Um dos aspectos que merece atenção é a questão da identidade. O dinamismo e a quantidade de mudanças que temos de viver/experimentar/enfrentar nos dias de hoje obriga-nos a mudar/repensar/reformular os nossos paradigmas constantemente.  A ideia de tempo e espaço hoje, por exemplo, é completamente diferente. O conceito de “estar com alguém” já não pode ser entendido como “interagir com o outro no mesmo tempo e espaço”, “olhar olho no olho” etc.  Dessa forma, as maneiras tradicionais que tínhamos de sinalizar quem somos e de entender quem é o outro não podem ser mais as mesmas. Temos de desenvolver muitas outras competências nos diferentes contextos espaço-culturais em que estamos.

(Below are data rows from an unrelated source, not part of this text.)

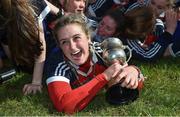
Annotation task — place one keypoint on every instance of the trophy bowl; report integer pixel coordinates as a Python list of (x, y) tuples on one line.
[(116, 54), (111, 43)]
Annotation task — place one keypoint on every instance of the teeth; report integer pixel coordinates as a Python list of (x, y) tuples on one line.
[(76, 52)]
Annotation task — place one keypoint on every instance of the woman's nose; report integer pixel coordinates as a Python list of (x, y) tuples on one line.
[(72, 45)]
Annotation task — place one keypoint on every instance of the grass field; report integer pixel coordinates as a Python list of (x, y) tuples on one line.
[(160, 96)]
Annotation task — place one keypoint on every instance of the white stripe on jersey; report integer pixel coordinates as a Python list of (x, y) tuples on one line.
[(57, 78), (138, 49)]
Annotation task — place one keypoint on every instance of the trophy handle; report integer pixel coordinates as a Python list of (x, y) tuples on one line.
[(129, 50)]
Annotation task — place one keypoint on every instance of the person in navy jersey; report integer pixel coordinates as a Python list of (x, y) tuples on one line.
[(76, 73)]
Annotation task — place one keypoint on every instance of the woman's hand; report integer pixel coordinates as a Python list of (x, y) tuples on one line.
[(32, 88), (112, 71), (128, 77)]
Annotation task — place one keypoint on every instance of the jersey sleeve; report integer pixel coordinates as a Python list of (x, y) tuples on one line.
[(68, 100)]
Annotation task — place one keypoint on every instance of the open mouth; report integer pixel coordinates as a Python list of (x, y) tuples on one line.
[(77, 54)]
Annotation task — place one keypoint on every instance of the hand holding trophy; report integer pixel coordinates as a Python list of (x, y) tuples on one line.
[(115, 51)]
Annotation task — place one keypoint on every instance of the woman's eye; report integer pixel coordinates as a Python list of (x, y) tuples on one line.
[(63, 42), (77, 38)]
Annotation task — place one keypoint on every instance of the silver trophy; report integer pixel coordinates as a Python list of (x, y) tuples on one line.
[(114, 50)]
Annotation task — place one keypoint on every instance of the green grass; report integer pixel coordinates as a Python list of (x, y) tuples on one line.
[(160, 96)]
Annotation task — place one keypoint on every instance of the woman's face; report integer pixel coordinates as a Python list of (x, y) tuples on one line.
[(107, 27), (159, 6), (76, 6), (74, 43)]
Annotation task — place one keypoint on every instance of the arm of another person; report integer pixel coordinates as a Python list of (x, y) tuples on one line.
[(159, 47), (36, 84)]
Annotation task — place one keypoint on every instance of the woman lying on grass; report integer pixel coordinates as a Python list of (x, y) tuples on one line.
[(76, 73)]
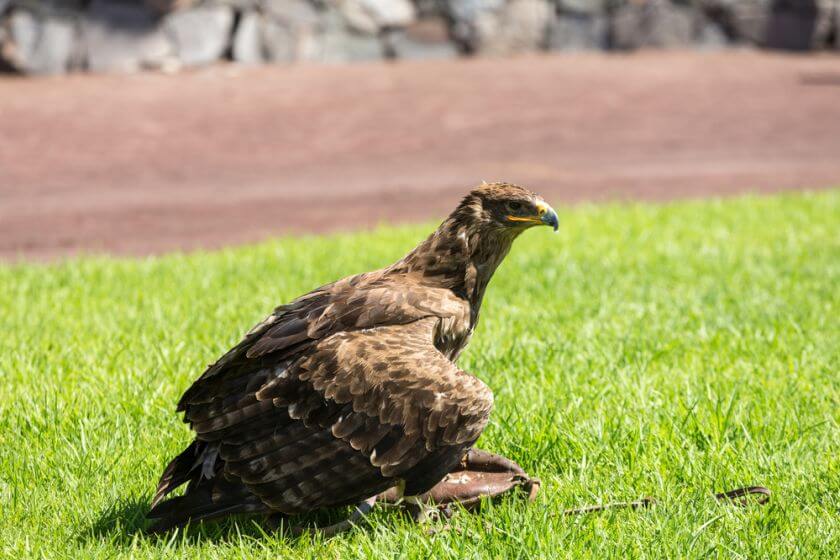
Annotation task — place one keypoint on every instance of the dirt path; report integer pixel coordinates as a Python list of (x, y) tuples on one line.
[(151, 163)]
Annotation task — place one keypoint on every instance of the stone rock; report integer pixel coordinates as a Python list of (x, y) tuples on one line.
[(795, 25), (523, 27), (582, 7), (743, 21), (567, 32), (290, 30), (784, 24), (201, 35), (370, 16), (425, 39), (496, 27), (124, 38), (341, 44), (166, 6), (247, 41), (472, 21), (39, 44), (651, 23), (827, 32)]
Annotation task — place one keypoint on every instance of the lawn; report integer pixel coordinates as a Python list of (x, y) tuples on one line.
[(670, 350)]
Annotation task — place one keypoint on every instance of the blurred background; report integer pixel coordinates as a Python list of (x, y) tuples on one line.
[(145, 126)]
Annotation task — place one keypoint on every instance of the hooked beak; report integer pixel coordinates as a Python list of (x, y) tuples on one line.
[(548, 216)]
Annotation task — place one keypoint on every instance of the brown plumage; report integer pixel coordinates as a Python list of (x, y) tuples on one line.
[(352, 388)]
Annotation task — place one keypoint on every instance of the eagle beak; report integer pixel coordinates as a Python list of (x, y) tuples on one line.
[(548, 216)]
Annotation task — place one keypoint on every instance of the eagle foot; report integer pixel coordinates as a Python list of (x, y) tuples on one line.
[(479, 475)]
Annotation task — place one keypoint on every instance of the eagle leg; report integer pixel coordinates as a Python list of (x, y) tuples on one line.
[(479, 475)]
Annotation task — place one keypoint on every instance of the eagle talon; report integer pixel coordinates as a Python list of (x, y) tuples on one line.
[(479, 475)]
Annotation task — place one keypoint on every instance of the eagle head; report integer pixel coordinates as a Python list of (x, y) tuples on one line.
[(508, 207)]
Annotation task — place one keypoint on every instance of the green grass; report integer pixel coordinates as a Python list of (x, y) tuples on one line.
[(673, 351)]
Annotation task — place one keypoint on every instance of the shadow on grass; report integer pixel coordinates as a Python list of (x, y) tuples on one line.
[(124, 522)]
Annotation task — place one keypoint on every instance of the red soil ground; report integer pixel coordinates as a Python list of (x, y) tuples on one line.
[(149, 163)]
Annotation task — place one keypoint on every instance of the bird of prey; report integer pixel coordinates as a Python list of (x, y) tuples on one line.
[(351, 389)]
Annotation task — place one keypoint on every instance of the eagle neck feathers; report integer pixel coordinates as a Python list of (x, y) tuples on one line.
[(461, 255)]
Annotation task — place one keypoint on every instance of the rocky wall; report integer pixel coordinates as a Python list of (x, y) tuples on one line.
[(58, 36)]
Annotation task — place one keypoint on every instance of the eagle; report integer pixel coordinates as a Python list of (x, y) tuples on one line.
[(351, 389)]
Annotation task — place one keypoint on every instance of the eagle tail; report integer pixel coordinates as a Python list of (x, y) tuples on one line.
[(208, 499), (185, 467)]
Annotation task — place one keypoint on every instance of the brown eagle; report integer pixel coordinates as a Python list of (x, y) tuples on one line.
[(351, 389)]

Nesse perspectiva, estudar o processo de construção de identidades é uma maneira de buscar compreender como nós estamos lidando com um mundo que não pode ser visto como produto, mas como um contínuo processo. Assumir o mundo como processo causa muitas inseguranças em geral. Talvez seja mais fácil lidar com entidades estáticas e bem definidas, como “as mulheres são assim”, “os estudantes são assim”, “os pais são assim”, “as africanas são assim”… portanto vou agir de acordo. O problema é que, como temos visto, isso não existe. Dessa maneira, a mudança/ o processo precisam ser assumidos como o que sempre constituiu o mundo e a nós todos, mas que agora ficou muito mais evidente e inescapável. Estamos em processo, estamo-nos construindo  e reconstruindo. Temos de aprender a lidar com isso. Essa é a motivação desses estudos relativos a mulheres africanas de países de Língua Portuguesa: como é que elas se representam em um ambiente diaspórico, que imagem criam, que papéis performatizam, que relações estabelecem com os outros, que valores sinalizam…?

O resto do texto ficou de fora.